Note: This story won me the Runner-Up Award for BTB StoryBites Season-1
She gently shut the heavy door behind her, a smile playing on her lips. Ten years since they had let her go, and today she was back in their office. She would be resuming work the next day. Lesser pay, but thankfully, employed.
Back home, Her daughter leapt with joy, “Amma will be going to office, she’ll pay my fees, and I’ll go to school. Bhaiyya, did you hear that?” The little one sauntered off to break the news to her friends.
The teenage son wasn’t glad though, “You are telling me you’ll return to that place after a decade. But why? Do you know how difficult it has been to wash off the bad reputation your job had created?”
“I am not going back as a dancer. She reasoned. I’ll be a waitress, just serving. The timings are fixed and the pay is definitely more than what I earn now, sweeping and washing at other people’s homes. This way, I can spend more time with the two of you.”

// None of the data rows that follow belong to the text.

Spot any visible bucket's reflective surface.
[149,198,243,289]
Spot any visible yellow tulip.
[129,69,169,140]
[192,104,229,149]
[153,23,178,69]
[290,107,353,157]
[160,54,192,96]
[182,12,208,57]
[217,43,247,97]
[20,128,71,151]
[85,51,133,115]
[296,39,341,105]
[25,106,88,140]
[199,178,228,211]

“Chi!”, the young man cursed, “Aren’t you ashamed woman? You were a Bar Dancer, they even closed down these shady places. My father left us in shame. And the moment they lift the ban, you want to go back. What do I tell my friends, when my mother is some kind of a bad…”
“Stop. Right there.. She cut him sharp. Your father promised me heaven and brought me to these dingy slums of Mumbai. Often wasted, he was fired from his job and so, I had to dance. Before men, for money. To keep you alive. We had a roof over our heads, and food in our bellies, why would I be ashamed? It’s when they suddenly closed down dance bars, that your father left me. Because I couldn’t pay for his booze anymore.”
The boy changed his tone,“All I am saying is that there’s a girl growing up, in this unsafe atmosphere. You could at least provide her with a life of dignity.”
Oh, she quipped.“Why don’t you have some dignity and stop flunking at school continually?” “Get steady employment and provide her with a secure environment. Men like you banned us, claiming that we were a threat to society’s sanctity, rendering us jobless and penniless overnight. But they had no qualms about those who visited us and showered money. Your grandfather refuses to accept me anymore. He didn’t send me to school, left me to fend for myself with an old drunkard, and I’m unchaste. As for you mister, I pretty well know what you and your worthless friends watch on your phones all the time. So, the one person your sister is not safe from, is you.”
He noisily flung something on the floor before stomping off. A typical reaction, when a woman won an argument, she scoffed. She didn’t give two hoots about what he thought, but she would raise her daughter strong and educated. Independent enough to respect and handhold every other woman, in a judgemental society.